How I Mastered ML Data Structures and Algorithms (6 Weeks)

Machine Learning


I passed over 90% of my coding interviews, and it’s not because I’m some kind of genius.

The majority of coding interviews in the data science and machine learning field are conducted on LeetCode or HackerRank and typically ask questions about data structures and algorithms, or closely related questions.

And what I’ve discovered over the last few years is that you can “gamify” your interview preparation by practicing certain strategies and specific questions.
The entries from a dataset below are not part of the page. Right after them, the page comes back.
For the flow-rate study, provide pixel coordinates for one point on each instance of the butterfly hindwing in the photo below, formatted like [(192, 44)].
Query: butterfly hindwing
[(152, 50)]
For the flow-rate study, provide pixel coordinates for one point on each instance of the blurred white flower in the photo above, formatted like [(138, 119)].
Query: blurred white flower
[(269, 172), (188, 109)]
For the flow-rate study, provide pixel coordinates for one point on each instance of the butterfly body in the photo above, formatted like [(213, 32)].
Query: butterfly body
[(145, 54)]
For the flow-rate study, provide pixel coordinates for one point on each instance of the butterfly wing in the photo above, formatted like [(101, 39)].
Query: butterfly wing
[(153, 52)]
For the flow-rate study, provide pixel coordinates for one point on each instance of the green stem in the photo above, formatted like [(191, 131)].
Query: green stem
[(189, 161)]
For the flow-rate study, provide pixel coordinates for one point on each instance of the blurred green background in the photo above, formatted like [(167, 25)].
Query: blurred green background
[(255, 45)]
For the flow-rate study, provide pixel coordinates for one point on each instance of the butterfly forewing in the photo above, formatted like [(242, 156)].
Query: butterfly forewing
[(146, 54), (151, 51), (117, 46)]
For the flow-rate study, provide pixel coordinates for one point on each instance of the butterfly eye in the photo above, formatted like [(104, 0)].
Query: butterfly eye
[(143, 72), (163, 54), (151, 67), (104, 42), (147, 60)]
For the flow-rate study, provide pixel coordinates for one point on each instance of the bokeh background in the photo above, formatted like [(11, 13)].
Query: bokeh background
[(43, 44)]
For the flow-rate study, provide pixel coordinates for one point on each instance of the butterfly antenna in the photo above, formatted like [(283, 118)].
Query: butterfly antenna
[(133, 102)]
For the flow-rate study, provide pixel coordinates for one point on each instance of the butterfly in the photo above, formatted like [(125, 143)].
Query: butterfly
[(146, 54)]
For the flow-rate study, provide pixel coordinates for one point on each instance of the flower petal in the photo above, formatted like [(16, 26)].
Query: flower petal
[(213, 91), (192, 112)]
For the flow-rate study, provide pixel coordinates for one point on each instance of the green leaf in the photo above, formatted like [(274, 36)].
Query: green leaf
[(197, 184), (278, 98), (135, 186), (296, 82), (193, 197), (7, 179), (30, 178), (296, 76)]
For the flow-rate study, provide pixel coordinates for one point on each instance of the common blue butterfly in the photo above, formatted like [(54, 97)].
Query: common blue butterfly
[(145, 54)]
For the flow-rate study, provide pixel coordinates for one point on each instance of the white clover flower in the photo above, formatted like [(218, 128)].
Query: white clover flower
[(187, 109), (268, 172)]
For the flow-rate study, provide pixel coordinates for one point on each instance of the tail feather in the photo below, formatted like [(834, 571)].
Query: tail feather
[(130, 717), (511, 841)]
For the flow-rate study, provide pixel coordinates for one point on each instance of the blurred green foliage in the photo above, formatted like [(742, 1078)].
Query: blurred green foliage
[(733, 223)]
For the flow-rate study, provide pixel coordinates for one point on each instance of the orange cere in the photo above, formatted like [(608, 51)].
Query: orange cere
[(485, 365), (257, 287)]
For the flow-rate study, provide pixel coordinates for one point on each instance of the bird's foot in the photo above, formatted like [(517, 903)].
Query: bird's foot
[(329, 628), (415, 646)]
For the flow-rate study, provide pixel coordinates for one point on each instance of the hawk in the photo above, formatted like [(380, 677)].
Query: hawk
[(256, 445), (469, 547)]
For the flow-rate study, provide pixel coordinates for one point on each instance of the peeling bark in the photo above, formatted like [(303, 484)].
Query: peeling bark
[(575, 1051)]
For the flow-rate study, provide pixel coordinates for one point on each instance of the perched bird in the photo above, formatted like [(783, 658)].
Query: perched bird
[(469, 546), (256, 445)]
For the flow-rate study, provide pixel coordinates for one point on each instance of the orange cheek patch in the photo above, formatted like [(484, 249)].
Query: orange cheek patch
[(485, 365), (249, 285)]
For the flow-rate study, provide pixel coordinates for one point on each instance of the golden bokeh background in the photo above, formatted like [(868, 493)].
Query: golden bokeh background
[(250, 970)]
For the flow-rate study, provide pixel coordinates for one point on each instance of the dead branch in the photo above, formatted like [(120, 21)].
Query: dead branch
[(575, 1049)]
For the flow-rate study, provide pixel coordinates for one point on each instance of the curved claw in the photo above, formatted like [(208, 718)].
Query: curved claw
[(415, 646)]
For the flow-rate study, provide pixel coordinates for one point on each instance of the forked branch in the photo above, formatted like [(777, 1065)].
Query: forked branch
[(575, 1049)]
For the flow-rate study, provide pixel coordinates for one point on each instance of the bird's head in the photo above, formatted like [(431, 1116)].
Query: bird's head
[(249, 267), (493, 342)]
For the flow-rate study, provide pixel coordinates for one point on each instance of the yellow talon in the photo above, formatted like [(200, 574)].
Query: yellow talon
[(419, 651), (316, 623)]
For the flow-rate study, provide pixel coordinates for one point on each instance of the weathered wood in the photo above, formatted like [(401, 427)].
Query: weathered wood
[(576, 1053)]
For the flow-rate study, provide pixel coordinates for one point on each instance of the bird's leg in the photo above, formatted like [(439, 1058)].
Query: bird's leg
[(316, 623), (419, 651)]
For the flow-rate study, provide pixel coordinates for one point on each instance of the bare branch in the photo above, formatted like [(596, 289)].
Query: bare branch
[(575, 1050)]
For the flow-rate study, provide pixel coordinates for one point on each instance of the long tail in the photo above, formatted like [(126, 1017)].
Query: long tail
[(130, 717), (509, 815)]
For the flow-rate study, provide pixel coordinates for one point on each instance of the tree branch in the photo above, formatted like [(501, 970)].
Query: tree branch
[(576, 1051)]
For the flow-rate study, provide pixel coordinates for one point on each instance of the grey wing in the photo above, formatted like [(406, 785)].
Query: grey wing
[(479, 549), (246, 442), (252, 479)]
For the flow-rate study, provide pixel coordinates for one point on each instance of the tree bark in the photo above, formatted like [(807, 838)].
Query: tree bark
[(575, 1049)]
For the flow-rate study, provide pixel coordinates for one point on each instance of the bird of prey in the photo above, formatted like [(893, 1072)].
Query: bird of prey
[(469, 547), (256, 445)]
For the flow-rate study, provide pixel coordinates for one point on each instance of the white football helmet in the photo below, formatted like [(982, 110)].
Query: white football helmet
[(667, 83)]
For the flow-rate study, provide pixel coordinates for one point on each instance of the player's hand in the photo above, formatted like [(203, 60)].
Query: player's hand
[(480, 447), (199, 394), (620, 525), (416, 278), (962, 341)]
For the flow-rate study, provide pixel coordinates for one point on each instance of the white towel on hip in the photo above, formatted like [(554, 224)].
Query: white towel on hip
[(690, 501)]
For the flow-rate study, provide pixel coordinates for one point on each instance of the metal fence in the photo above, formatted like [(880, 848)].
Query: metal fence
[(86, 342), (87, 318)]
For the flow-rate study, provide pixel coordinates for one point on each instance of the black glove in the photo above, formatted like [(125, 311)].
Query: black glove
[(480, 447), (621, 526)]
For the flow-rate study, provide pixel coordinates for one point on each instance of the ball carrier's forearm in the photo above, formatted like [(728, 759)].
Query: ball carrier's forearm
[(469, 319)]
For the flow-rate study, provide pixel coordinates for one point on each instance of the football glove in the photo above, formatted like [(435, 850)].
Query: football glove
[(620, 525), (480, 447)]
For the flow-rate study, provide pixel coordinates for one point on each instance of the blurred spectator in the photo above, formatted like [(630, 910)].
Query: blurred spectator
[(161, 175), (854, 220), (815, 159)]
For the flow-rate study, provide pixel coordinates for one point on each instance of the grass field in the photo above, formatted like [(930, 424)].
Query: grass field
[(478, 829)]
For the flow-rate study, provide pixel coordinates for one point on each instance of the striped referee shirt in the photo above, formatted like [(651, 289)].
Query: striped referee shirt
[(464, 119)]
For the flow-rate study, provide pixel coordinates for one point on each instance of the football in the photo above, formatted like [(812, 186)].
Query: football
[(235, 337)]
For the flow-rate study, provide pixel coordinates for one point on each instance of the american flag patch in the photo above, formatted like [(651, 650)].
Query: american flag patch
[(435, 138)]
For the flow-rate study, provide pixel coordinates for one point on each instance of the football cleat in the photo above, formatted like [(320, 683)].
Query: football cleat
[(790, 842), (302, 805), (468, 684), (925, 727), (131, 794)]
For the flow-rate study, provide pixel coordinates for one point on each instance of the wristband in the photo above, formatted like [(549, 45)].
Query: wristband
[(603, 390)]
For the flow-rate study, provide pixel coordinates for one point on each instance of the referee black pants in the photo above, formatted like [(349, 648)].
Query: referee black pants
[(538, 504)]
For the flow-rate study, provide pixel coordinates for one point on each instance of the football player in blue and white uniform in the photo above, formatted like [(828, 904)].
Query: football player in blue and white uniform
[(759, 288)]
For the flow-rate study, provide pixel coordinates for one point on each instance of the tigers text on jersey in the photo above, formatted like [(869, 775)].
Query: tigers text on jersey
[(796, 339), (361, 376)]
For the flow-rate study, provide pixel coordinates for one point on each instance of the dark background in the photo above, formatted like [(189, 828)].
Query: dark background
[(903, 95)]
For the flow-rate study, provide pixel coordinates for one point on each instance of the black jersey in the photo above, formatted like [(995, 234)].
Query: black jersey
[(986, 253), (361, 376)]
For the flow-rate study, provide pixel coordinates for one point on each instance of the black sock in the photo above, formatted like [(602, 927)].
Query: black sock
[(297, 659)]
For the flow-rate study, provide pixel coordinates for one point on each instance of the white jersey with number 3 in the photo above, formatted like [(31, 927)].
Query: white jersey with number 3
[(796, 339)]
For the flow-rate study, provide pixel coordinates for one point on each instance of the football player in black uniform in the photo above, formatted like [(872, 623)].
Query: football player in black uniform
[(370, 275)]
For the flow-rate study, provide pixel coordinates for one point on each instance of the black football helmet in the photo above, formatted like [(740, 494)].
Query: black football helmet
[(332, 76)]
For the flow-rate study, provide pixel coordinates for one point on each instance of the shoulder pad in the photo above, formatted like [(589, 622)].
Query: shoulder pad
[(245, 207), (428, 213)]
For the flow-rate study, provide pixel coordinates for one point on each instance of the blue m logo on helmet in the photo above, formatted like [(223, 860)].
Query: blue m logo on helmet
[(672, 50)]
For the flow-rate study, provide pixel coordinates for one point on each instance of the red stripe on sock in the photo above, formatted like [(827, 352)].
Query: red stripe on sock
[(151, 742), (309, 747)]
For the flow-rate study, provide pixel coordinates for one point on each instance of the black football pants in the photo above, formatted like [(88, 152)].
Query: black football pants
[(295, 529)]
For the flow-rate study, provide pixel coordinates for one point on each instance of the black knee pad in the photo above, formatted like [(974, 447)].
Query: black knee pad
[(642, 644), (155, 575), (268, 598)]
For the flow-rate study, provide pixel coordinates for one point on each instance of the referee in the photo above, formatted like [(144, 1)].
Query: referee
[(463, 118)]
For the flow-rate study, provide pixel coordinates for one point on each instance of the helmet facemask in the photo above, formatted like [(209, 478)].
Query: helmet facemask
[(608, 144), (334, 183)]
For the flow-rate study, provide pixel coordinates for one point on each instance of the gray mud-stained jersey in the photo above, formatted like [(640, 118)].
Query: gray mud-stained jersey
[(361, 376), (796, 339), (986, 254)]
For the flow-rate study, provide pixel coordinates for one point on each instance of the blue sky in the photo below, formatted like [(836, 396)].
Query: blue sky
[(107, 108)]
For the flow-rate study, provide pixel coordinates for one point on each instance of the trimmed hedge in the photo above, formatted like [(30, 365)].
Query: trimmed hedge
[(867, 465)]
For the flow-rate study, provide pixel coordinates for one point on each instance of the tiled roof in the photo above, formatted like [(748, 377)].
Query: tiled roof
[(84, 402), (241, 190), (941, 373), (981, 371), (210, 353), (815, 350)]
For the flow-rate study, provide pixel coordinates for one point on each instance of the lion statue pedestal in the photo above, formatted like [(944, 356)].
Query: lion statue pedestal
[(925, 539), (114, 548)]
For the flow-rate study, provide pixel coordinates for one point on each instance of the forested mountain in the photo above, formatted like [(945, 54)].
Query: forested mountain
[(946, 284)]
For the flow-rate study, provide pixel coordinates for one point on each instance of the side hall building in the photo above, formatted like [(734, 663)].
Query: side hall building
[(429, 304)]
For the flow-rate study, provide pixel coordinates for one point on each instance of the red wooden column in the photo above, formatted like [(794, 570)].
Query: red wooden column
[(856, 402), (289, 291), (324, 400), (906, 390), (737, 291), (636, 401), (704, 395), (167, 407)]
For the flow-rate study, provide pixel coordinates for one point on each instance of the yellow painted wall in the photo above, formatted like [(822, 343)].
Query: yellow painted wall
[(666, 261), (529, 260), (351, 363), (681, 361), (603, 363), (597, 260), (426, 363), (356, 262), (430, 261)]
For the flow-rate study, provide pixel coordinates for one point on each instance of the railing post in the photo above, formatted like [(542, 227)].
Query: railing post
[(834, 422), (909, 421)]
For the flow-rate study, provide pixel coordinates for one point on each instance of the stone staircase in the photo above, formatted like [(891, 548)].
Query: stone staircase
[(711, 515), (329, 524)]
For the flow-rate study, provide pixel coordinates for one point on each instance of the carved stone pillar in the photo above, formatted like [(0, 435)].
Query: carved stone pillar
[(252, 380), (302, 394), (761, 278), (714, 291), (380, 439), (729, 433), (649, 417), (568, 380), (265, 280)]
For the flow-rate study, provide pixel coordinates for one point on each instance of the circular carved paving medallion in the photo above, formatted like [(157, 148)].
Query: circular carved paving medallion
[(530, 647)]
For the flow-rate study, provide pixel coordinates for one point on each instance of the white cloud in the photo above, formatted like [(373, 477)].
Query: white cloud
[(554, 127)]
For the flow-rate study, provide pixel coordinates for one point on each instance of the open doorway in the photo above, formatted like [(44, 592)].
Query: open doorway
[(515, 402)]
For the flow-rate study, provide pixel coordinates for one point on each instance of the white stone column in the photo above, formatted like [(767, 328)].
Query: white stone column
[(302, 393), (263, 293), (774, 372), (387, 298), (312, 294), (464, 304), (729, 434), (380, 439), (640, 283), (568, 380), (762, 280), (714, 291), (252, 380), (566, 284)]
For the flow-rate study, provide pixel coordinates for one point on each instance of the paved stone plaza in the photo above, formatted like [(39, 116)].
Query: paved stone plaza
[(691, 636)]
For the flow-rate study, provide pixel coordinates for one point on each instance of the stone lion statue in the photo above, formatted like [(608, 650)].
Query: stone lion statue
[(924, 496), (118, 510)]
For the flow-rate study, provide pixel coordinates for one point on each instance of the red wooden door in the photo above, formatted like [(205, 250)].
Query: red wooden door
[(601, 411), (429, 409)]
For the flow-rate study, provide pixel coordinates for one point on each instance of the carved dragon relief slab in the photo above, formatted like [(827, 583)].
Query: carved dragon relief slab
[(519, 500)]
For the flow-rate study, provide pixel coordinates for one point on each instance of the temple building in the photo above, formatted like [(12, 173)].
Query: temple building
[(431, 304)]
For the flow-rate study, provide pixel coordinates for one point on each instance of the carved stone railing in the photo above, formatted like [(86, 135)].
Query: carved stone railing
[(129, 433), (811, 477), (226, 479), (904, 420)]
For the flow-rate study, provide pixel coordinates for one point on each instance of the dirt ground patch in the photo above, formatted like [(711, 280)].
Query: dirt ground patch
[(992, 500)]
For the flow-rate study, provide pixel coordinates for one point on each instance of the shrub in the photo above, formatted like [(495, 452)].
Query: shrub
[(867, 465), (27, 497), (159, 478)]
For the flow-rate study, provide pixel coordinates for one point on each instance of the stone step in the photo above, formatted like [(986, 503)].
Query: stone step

So, in this article, I would like to detail exactly the process I went through to master coding/data structures and algorithm interviews in just 6 weeks.

Let’s get started!

Stop learning data structures and algorithms

The first step may seem counterintuitive, but it’s actually to stop trying to learn data structures and algorithms the traditional way.

If you’re not familiar with Data Structures and Algorithms (DSA for short), here are some quick definitions of these terms.

  • data structure : Organize and store data for efficient access and modification.
  • algorithm — A step-by-step procedure or set of rules for solving a problem or performing a task.

DSA is the study of how to structure data and design efficient ways to process it.

DSA has become something of a “meme” in the technology world. This is because these interviews test skills that are rarely used on the job.

However, this is a necessary evil that should be practiced as it is part of many interview processes.

If you have a degree in computer science, you may have studied DSA as a module, but many people entering data science or machine learning have backgrounds in other STEMs, such as physics, mathematics, or engineering.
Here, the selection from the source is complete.